Sunset just before night watch began
Jonathan was fast asleep. I felt really good, confident that I could handle any change of wind, change of course to avoid a fishing boat or cargo ship or whatever else was thrown at me.
It would have been an hour and a half into the watch when suddenly an alarm started to sound – an insistent, incessant din!
My first thought was that the autopilot (now named Lola – L O L A, Lola) had been unable to hold our set course so I quickly switched to manual and took over the steering.
The alarm didn’t stop, I didn’t know what course to steer (note to self, remember to check our heading before taking charge!) and poking every button in sight didn’t help at all (can’t think why, it usually works, eventually).
Poor Jonathan was in the deepest sleep imaginable and woke to the alarm (now sounding quite hysterical), me yelling his name at the top of my lungs and the sound of the sails luffing confusedly.
Beautiful night for a sail!
He leapt out of bed and came rushing up into the cockpit and pushed every button in sight. Still the alarm continued it’s merry refrain.
We feared it was Lola playing up but no, she seemed perfectly in order. Maybe it was the new chart plotter – no, it was fine too.
The forward cabin where we normally sleep
After what seemed like an eternity we realised it must be the depth sounder! The depth sounder? But we had literally hundreds of metres under our keel! In fact we had just moved into an ocean trough that was deeper than anything we had sailed through previously.
The cogs in Jonathan’s brain started to whirr. He saw an icon depicting an anchor with an exclamation mark flashing next to it. It was an anchor alarm!

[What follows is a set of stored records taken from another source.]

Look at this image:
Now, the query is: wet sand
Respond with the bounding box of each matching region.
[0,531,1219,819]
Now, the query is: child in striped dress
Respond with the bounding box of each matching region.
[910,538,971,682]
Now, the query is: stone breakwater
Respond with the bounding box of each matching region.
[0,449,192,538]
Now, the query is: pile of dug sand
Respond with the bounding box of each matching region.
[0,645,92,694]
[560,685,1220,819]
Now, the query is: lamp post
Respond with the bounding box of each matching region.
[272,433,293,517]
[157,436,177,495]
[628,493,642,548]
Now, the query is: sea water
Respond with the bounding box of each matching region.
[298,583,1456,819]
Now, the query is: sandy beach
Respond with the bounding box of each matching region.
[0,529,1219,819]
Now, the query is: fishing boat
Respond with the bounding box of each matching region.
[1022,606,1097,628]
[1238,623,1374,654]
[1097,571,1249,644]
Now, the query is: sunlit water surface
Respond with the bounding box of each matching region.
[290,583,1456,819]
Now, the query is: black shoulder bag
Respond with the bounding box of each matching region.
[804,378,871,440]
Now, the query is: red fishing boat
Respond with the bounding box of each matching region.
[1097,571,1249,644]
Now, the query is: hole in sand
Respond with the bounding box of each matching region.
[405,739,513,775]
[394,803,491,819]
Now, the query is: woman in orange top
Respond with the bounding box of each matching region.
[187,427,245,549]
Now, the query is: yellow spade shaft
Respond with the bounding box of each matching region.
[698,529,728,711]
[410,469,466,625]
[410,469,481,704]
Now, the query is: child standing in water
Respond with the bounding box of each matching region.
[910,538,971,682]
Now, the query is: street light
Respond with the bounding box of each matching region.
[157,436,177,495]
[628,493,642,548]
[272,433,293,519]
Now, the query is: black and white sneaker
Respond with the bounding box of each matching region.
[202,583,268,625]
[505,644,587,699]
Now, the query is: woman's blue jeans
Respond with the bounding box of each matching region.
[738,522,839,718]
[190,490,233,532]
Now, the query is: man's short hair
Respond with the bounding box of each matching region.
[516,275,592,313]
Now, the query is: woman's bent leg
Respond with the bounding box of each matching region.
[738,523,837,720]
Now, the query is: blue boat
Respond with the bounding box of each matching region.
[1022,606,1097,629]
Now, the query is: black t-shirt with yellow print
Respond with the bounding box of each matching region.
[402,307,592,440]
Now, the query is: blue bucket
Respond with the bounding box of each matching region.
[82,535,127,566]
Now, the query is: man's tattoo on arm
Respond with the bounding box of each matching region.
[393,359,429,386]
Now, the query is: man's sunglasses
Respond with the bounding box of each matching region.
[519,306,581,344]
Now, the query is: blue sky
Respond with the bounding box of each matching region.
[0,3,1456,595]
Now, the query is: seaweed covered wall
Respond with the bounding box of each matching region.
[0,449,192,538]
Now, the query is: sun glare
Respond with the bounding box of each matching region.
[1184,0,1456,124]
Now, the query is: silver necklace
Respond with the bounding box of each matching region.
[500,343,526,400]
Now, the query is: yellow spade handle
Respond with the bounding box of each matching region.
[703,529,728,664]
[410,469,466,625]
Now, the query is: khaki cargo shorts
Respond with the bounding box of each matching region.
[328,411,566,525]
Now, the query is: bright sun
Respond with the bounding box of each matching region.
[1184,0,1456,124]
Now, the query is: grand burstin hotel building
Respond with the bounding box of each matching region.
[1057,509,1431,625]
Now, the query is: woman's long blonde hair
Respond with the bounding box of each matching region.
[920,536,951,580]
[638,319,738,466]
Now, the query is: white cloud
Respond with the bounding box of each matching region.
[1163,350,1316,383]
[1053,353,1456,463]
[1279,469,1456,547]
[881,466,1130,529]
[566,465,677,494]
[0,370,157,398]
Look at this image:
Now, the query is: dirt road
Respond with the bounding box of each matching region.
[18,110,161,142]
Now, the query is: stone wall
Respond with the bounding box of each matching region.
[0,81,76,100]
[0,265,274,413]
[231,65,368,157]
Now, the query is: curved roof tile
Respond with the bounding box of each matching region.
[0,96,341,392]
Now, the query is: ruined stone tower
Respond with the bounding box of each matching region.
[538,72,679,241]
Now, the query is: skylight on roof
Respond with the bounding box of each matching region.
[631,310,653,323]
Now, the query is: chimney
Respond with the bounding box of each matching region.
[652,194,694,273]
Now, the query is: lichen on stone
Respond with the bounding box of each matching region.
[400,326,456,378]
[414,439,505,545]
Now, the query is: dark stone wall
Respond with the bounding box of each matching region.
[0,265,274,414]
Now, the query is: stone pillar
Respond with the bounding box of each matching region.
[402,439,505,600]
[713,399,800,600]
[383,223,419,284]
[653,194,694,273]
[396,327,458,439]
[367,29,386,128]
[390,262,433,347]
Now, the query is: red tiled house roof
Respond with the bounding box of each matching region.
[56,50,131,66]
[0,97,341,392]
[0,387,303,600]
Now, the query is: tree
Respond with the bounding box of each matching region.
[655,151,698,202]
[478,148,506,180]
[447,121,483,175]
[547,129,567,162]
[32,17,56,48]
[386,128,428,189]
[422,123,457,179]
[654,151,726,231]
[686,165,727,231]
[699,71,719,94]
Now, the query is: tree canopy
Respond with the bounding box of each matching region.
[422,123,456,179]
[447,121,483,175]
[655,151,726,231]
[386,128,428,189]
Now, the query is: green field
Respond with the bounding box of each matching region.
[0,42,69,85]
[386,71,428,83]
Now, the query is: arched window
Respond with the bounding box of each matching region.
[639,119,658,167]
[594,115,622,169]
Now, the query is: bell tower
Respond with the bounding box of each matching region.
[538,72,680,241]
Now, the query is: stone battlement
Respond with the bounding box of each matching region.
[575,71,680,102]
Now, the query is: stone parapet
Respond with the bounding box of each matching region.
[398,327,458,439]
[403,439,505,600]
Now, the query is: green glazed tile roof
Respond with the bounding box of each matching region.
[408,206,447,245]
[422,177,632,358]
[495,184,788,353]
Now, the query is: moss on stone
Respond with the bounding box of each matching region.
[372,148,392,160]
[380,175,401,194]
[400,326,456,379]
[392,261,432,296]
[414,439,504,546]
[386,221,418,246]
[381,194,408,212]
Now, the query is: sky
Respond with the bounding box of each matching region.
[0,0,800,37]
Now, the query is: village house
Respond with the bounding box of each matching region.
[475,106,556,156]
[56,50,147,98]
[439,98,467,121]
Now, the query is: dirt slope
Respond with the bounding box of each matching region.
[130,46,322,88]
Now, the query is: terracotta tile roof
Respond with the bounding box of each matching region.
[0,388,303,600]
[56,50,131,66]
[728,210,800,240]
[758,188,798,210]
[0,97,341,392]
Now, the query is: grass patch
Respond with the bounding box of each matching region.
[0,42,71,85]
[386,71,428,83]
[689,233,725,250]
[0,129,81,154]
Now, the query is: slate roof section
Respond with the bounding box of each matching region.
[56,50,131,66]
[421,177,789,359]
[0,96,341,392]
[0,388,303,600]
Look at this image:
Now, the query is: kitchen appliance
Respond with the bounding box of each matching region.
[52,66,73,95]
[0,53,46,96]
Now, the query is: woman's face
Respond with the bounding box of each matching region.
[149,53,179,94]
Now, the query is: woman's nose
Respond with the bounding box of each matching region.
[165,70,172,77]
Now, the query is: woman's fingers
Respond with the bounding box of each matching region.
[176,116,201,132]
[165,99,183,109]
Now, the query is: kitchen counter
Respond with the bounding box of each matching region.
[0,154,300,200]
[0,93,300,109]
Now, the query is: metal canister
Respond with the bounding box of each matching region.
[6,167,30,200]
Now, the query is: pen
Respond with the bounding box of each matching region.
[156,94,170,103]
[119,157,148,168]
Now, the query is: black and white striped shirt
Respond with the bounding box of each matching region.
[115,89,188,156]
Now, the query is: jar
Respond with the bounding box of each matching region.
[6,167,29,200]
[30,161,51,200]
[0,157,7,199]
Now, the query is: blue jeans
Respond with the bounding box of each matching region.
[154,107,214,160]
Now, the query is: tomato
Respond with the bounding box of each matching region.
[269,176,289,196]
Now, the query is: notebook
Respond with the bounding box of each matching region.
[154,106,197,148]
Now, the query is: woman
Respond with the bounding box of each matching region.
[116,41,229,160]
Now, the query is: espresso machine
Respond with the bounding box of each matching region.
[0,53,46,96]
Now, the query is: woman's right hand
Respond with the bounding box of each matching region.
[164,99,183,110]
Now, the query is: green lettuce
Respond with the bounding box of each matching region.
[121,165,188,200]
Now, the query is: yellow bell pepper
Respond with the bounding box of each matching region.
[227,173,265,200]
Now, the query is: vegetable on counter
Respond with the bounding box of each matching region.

It dawned on us that the depth sounder could be set to start an alarm when the water was too deep to drop an anchor. Someone had set it to go off at 80.7 metres which meant that as soon as we dropped off the shelf into deep water it went off.
To test the theory we made for shallower water and yes, the alarm stopped.
Peace restored we spent some little while trying to decipher the instruction manual which was written in French.
Unfortunately my school girl French did not extend to marine vocabulary (beyond la Mer, Lรช plage, les bateaux etc).
Thankfully Jonathan eventually found an English version and we cancelled the anchor alarm altogether, for ever!
Safely in the coral cay at Lady Musgrave Island after an alarming night!